Teras News — Jakarta, 25 Juni 2026 — Hasil tangkapan nelayan di Kampung Nelayan Merah Putih (KNMP) Binyeri, Biak, Papua, kini tidak lagi berakhir di pasar tradisional setempat. Kementerian Kelautan dan Perikanan (KKP) mengubah alur pemasaran ikan di sana secara menyeluruh, dari penjualan eceran ke pasar lokal menjadi pengiriman langsung ke jaringan ekspor melalui fasilitas rantai dingin yang dibangun di kawasan kampung nelayan tersebut.
Menteri Kelautan dan Perikanan Sakti Wahyu Trenggono mengungkapkan perubahan itu dalam forum Economic Update 2026 CNBC Indonesia pada 25 Juni 2026. Ia menyebut Binyeri sebagai proyek percontohan sebelum model serupa direplikasi ke kampung nelayan lain di seluruh Indonesia.
“Dari model yang di Binyeri, itu ternyata yang semula dia menjual ikannya lewat pasar-pasar yang ada di situ. Sekarang nggak lagi, ada kolektor di situ. Karena kualitas ikannya jadi bagus, karena di situ ada pabrik es yang kita bangun. Lalu kemudian mereka juga punya logistik ya, dia mudah untuk mendapatkan logistik perbekalan melaut,” kata Trenggono.
Baca Juga:
Fasilitas yang tersedia di Binyeri mencakup pabrik es, cold storage, bengkel kapal, SPBU khusus kapal nelayan, dermaga tambatan, sentra kuliner, hingga taman wisata. Kelengkapan ini, menurut Trenggono, membuat nelayan tidak lagi pusing mengurus logistik sebelum melaut maupun setelah pulang membawa hasil tangkapan.
“Kalau kapalnya rusak juga mudah untuk diperbaiki, ada bengkelnya di situ. Bahan bakar untuk mereka melaut juga mudah didapat. Nah, sehingga ikan yang didapat ini fresh. Karena dia fresh, langsung bisa disimpan di dalam cold storage,” ujar Trenggono.
Pola kerja nelayan di Binyeri rata-rata satu hingga dua hari melaut per trip. Begitu mereka kembali ke darat, kolektor sudah menunggu di lokasi untuk mengambil hasil tangkapan langsung dari cold storage.
“Kolektornya di situ sudah ready.
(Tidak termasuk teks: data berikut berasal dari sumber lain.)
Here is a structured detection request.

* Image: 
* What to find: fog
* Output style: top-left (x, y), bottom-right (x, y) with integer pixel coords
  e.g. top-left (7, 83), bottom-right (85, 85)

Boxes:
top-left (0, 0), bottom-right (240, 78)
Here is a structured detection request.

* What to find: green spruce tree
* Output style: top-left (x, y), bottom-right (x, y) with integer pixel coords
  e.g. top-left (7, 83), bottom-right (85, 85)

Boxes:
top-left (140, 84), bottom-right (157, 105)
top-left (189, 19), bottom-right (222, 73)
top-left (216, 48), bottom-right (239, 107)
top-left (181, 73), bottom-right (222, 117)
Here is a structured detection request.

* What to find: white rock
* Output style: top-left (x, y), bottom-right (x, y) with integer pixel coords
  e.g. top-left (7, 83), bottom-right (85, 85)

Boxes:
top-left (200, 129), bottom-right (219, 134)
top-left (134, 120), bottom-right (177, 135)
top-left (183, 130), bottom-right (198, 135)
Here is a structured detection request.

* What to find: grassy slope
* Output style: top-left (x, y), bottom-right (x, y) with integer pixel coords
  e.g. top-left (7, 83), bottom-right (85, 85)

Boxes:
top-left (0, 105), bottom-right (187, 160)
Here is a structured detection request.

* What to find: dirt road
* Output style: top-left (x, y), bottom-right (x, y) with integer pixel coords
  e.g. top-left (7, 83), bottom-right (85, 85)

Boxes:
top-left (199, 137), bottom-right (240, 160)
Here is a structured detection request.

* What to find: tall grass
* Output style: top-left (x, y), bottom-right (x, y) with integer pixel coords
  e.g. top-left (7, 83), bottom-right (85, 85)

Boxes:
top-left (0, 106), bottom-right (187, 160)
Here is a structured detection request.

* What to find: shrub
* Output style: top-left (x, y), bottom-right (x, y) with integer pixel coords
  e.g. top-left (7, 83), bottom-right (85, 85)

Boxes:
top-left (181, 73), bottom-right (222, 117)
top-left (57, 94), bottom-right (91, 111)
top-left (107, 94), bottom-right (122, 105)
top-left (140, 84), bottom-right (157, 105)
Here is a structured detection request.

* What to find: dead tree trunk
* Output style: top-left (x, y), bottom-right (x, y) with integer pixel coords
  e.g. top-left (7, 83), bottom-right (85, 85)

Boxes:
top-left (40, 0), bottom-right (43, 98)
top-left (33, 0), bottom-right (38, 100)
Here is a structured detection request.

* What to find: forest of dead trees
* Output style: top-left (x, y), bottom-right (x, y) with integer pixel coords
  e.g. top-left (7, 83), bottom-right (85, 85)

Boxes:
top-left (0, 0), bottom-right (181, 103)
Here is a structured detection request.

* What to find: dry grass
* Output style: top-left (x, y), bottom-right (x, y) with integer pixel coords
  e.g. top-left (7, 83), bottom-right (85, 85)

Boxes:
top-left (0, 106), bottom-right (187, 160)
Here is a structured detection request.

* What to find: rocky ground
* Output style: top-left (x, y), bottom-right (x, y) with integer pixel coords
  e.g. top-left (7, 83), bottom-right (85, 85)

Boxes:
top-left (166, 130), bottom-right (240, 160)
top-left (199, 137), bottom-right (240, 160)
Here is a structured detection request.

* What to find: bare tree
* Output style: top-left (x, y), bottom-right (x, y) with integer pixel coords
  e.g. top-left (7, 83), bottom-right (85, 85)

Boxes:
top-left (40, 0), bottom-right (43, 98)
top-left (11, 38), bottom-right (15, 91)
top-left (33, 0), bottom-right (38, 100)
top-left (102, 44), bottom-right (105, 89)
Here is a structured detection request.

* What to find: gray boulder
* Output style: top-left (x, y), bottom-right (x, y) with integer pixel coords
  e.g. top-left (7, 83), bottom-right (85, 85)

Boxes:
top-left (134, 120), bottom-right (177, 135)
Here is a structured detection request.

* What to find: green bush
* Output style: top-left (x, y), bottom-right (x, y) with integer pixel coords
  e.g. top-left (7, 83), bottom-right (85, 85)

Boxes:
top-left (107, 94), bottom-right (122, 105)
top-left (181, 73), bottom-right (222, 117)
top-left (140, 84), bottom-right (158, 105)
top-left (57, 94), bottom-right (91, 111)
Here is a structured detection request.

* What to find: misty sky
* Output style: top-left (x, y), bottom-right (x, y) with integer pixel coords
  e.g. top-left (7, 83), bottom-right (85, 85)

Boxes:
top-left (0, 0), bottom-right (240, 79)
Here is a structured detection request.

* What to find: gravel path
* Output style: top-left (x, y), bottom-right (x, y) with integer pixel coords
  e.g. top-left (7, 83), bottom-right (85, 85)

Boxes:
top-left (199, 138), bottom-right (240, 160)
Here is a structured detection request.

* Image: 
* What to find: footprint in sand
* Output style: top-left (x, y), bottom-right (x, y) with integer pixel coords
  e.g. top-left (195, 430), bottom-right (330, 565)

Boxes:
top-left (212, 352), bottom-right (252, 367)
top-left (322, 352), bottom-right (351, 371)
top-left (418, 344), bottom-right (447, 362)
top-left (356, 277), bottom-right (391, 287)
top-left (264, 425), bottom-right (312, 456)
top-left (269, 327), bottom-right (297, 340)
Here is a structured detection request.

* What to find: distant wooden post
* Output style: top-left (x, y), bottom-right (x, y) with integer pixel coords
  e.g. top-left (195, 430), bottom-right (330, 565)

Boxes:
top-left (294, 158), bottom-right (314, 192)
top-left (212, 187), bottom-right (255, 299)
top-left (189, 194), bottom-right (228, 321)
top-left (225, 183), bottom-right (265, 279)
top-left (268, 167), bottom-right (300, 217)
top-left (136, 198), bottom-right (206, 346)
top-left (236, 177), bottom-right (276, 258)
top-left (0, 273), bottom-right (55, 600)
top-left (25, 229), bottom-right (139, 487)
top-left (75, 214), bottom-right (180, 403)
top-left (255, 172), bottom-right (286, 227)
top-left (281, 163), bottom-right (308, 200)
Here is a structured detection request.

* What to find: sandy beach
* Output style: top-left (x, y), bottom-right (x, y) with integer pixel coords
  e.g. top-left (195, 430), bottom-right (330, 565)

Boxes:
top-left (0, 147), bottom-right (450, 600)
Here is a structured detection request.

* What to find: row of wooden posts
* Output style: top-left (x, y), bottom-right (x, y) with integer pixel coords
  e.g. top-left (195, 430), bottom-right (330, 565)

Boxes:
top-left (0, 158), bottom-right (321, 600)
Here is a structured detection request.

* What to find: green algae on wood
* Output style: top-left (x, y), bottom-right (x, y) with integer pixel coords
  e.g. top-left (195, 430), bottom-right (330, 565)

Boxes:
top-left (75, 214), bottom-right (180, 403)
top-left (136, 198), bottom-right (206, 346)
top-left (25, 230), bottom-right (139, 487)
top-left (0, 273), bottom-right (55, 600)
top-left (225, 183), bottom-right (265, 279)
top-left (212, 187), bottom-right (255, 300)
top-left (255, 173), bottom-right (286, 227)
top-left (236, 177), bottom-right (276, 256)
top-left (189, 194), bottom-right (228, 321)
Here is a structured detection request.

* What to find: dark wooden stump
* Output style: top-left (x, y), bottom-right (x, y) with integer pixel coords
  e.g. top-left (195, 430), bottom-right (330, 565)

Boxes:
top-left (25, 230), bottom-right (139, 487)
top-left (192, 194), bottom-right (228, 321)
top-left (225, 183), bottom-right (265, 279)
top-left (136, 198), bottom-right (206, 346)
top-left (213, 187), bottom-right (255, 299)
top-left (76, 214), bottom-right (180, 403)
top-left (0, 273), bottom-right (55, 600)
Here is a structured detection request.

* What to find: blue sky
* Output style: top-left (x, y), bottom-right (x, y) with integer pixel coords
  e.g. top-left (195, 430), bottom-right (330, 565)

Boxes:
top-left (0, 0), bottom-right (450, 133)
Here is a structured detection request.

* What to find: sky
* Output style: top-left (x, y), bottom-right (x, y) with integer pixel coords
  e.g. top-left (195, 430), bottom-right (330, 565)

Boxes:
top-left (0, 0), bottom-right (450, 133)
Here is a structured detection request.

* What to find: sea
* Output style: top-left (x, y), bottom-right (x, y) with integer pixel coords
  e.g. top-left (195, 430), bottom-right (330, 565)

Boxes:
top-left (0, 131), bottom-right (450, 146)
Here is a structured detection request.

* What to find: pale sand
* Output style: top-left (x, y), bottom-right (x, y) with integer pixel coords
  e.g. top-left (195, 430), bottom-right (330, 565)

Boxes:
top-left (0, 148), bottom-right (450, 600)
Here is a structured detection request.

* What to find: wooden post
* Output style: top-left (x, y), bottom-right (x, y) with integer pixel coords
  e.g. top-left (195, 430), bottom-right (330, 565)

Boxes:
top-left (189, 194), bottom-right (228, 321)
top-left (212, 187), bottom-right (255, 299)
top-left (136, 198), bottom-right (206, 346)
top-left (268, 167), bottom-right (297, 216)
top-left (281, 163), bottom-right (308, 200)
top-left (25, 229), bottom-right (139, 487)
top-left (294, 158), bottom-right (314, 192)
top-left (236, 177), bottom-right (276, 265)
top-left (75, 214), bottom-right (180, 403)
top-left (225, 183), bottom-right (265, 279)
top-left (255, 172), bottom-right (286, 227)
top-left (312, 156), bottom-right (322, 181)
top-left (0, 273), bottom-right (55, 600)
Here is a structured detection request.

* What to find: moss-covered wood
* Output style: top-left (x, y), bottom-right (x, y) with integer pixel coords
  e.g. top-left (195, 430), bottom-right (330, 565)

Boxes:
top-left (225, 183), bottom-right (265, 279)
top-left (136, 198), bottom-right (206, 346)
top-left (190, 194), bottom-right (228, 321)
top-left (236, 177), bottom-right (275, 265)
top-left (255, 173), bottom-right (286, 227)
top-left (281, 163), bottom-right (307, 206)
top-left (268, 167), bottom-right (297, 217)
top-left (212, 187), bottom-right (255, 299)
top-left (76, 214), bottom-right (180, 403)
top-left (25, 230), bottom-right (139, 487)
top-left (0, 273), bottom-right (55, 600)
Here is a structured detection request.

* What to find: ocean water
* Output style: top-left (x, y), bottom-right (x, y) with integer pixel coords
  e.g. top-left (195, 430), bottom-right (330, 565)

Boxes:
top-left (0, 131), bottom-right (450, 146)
Jadi setiap mereka pulang, one day fishing rata-rata, one day, two days gitu. Begitu kembali dia bawa ikannya langsung disimpan di cold storage. Dari situ kemudian dikumpulkan sama kolektor yang sudah ada, lalu diekspor,” tutur dia.
KKP juga menyiapkan tahap berikutnya: fasilitas mini processing di setiap kampung nelayan. Teknologi slurry ice, yakni es cair berbutir halus yang menjaga suhu ikan lebih merata dibanding es batu biasa, akan dikombinasikan dengan lini pengemasan sederhana agar produk perikanan bisa langsung siap jual dalam kondisi vakum dan terpak.
“Nanti ke depan, kita harapkan dengan adanya manajer Kampung Nelayan ini yang mengelola, di situ akan kita install lagi namanya itu mini processing. Seperti kayak dia langsung divakum, dipacking dan seterusnya,” kata Trenggono. Model pengelolaan serupa, ia catat, sudah lama diterapkan di Jepang, Australia, dan Korea Selatan.